Reactive hiring treats each open role as an emergency. Job descriptions are written in a hurry, panels are assembled ad hoc, and "strong enough" candidates slip through because the team is underwater.

The invoice arrives later: mis-hires corrected at six months, managers rebuilding trust with teams, and founders interviewing again while the original gap still hurts performance. Speed without role design multiplies leadership load.

A better discipline is to separate urgent backfill from structural hires. Backfills need clarity on what must continue day one. Structural hires need a short brief: outcomes for the role, interfaces with other teams, and how success will be visible in ninety days.

If you cannot write that brief, pause the search. Another body without design often makes coordination worse, not better.

Note · Culture

What founders often get wrong about culture

Culture statements fail when they describe aspirations that performance systems contradict. Teams watch who gets promoted, which work gets celebrated in leadership meetings, and what happens when results conflict with stated values.

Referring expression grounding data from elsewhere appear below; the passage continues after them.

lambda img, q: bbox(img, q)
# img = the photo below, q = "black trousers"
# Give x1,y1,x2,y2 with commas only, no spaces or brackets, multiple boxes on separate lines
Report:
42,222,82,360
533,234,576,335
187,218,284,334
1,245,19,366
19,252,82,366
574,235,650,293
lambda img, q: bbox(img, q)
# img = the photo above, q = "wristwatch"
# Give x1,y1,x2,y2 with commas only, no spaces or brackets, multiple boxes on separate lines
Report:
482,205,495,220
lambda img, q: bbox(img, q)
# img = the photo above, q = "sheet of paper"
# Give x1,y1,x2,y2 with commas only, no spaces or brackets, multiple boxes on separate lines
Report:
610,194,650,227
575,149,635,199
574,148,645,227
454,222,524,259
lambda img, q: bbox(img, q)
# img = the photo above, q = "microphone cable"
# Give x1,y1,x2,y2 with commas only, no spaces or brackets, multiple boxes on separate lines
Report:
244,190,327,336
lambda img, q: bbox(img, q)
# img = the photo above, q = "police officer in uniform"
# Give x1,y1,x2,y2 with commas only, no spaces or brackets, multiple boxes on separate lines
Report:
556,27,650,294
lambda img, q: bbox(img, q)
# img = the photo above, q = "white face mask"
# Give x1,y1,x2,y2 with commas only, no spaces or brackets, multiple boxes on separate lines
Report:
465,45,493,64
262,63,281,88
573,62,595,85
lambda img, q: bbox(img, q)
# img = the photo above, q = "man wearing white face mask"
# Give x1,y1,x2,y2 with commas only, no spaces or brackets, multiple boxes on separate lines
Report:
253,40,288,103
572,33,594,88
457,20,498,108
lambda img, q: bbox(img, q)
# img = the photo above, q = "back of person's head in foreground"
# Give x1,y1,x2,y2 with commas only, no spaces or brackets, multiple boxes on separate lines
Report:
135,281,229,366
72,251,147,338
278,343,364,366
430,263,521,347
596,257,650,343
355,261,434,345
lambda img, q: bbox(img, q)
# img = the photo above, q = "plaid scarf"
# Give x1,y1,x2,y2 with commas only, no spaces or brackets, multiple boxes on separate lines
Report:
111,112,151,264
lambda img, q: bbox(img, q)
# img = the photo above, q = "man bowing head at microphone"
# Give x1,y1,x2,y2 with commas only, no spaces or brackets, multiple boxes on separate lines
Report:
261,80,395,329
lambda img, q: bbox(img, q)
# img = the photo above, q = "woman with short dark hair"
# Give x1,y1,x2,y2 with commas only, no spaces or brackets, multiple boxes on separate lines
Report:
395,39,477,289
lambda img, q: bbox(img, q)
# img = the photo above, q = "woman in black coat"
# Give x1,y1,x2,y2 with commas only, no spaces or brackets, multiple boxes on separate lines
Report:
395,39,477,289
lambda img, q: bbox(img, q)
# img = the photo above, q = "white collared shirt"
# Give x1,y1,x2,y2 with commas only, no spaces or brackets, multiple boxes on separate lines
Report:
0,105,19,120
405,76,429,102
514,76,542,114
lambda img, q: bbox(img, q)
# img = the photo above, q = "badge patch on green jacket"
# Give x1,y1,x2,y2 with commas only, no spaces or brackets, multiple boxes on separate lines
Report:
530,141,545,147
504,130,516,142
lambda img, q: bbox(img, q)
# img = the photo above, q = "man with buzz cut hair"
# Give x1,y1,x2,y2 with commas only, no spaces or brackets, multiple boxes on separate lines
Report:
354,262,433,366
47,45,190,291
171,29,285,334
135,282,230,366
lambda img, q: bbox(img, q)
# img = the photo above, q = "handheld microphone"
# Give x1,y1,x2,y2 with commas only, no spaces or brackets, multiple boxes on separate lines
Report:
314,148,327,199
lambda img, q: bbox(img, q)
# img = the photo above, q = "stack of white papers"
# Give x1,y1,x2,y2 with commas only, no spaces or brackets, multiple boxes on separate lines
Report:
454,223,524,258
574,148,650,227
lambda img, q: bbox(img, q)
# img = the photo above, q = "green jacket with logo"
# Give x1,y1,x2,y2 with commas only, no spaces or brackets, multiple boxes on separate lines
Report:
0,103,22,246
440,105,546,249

Founders sometimes invest in rituals - offsites, values workshops - without changing decision rights or incentives. Rituals create moments; systems create patterns.

Useful culture work links norms to operating choices: how you run reviews, how you handle underperformance, how you allocate scarce senior time, and how you respond when a high performer breaks team trust.

When rewards and repetition align with the story you tell candidates, culture stops being a brand exercise and becomes a scaling advantage.

Guide · Leadership

Fractional CHRO: scope and timing

A fractional CHRO is not a part-time administrator. The best engagements bring seasoned judgment into leadership forums: organisation design, talent strategy, executive team dynamics, and the people risks that show up in board conversations.

Timing matters. Too early, and the role becomes policy and process without strategic context. Too late, and you are rebuilding trust while the business is already paying for coordination debt.

Strong mandates are narrow and executive-facing: clarify decision rights after a strategy shift, prepare the company for a hiring wave, or stand up people operations without over-building HR bureaucracy.

Scope the rhythm explicitly - which forums they attend, which decisions they own, and how internal leaders grow capability during the engagement. The goal is stronger internal judgment, not permanent dependency.

Avoid fractional leaders who only deliver decks. You need someone willing to sit in the tension of real trade-offs with the CEO and leadership team.

Note · Operations

Meetings are not your operating system

Many scaling companies run on meeting cadence: weekly leadership, monthly business reviews, ad hoc escalations. Meetings are useful for judgment and trade-offs. They are poor storage for standards, ownership, and priorities.

When teams say "we need another sync," ask what should be true without a meeting: a documented decision, a visible metric, or a single owner. If none of those exist, the meeting will recur - and leadership becomes the router.

Lightweight operating systems combine a small set of forums with artefacts that survive the room: decision logs, role charters, and metrics tied to outcomes - not activity.

Reducing meetings without improving clarity feels like deprivation. Improving clarity first often removes the need for the meeting entirely.

Essay · Organisation

Structure is a growth strategy, not an HR problem

Structure is often delegated to HR as org charts and job levels. At growth stages, structure is strategy made operational: how work flows, where judgment sits, and how fast the company learns.

Poor structure shows up as strategy drag - initiatives that stall between functions, products that ship without clear owners, and executives re-litigating the same boundaries monthly.

Good structure is boring on paper and powerful in practice. Clear spans, explicit decision rights, and forums matched to the decisions that matter. It should make it obvious where to escalate and where not to.

Reorganisation without decision design is theatre. Start with decisions, then draw boxes. Not the reverse.